The Bombay High Court today asked the Centre to respond to a petition which questions the Union government's policy of allowing public sector insurance companies to invest in the tobacco industry on the ground that it contradicts the "anti-tobacco" stance of the government.
A bench of Chief Justice Dr Manjula Chellur and Justice G S Kulkarni after hearing the petitioner's counsel Waseem Pangarkar posted the PIL to April 27.
The PIL has been filed by Sumitra Pednekar, widow of Maharashtra's former home and labour minister Satish Pednekar who died of oral cancer in 2011, and six others including officials of Tata Trust and doctors of Tata Memorial Hospital.
The respondents are the Life Insurance Corporation (LIC) and 4 other insurance companies apart from the Insurance Regulatory Development Authority (IRDA) and the Union government.

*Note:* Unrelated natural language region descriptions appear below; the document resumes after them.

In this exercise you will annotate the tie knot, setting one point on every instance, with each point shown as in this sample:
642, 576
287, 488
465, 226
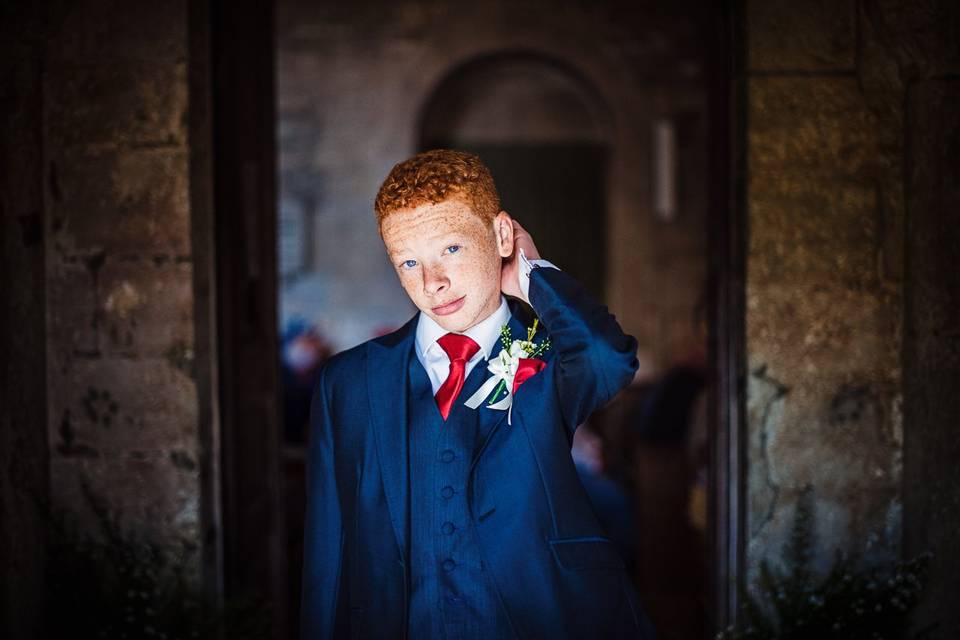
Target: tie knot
458, 346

The petition has sought directions from the high court to respondent insurance companies to divest their shareholding from tobacco companies and not to make such investments in future.
The PIL wants that the government and the IRDA be directed to frame guidelines or a code of conduct to ensure such disinvestment takes place and also to ensure that no such investments are made in future.
The petition has said that the investments made by insurance companies are in contradiction to the anti-tobacco stance taken by the Union government at national and international levels.